To use the WKB method, I prefer to make a transformation first $y\to y/\sqrt{z}$, which gives $$ y''+Q(z) y=0,\qquad Q(z)=1+\frac{1/4-\nu^2}{z^2}. $$ The WKB phase can be calculated analytically $$ I=\int^z dz \sqrt{Q(z)} $$ and as $z\to \infty$, one will have $$ I\sim z+\frac{ \pi}{4} \sqrt{4 \nu ^2-1} $$ but the additional constant here is not the phase shift in above cosine function.
Could someone give me a clue of solution, or full derivation, or any relevant references?

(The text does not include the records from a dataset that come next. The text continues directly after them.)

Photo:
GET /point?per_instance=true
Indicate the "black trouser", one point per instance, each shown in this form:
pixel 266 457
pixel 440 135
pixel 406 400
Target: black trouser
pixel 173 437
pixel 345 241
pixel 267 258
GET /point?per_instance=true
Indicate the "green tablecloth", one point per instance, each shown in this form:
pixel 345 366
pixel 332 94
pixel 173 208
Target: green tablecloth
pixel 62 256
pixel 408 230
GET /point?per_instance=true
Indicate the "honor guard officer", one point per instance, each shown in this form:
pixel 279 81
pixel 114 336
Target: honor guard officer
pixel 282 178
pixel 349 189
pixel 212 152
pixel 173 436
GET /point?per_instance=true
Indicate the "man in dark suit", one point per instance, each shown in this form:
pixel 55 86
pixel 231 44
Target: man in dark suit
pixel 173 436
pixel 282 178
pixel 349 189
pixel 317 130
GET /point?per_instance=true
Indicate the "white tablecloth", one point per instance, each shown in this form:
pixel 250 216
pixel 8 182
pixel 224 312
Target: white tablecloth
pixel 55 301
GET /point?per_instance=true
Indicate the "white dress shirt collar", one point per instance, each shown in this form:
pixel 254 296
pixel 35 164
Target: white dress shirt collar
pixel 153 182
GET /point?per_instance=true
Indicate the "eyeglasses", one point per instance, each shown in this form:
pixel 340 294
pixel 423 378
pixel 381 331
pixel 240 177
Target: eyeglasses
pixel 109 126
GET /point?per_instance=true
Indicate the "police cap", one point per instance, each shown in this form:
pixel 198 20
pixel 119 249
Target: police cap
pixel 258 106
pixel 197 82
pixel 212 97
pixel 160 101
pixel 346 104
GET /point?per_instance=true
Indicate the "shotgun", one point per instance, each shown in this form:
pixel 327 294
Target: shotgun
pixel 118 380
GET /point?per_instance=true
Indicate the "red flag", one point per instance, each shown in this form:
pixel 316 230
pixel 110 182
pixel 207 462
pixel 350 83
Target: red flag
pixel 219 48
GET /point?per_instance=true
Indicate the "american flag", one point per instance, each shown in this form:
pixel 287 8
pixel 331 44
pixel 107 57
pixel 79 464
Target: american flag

Thanks in advance.
The similar question for first order differential equation can be found here.
Your equation may be written in the form $$ \frac{{\mathrm{d}^2 y(z)}}{{\mathrm{d}z^2 }} = ( - f(z) + g(z))y(z) $$ with $$ f(z) = 1,\quad g(z) = \frac{{\nu ^2 - 1/4}}{{z^2 }}. $$ This equation has solutions $y_\pm(z)$ satisfying $$ y_ \pm (z) = \exp \left( { \pm \mathrm{i}\int_{}^z {\sqrt {f(t)} \,\mathrm{d}t} } \right)\left( {1 + \mathcal{O}\!\left( {\frac{1}{z}} \right)} \right) = C_ \pm \exp ( \pm \mathrm{i}z)\left( {1 + \mathcal{O}\!\left( {\frac{1}{z}} \right)} \right) $$ as $z\to +\infty$, with arbitrary constants $C_\pm$. This can be established from Theorem $2.2$ on p. $196$ of F. W. J. Olver's Asymptotics and Special Functions. The Bessel function $\sqrt{z}J_\nu(z)$ will be an appropriate linear combination of these two solutions.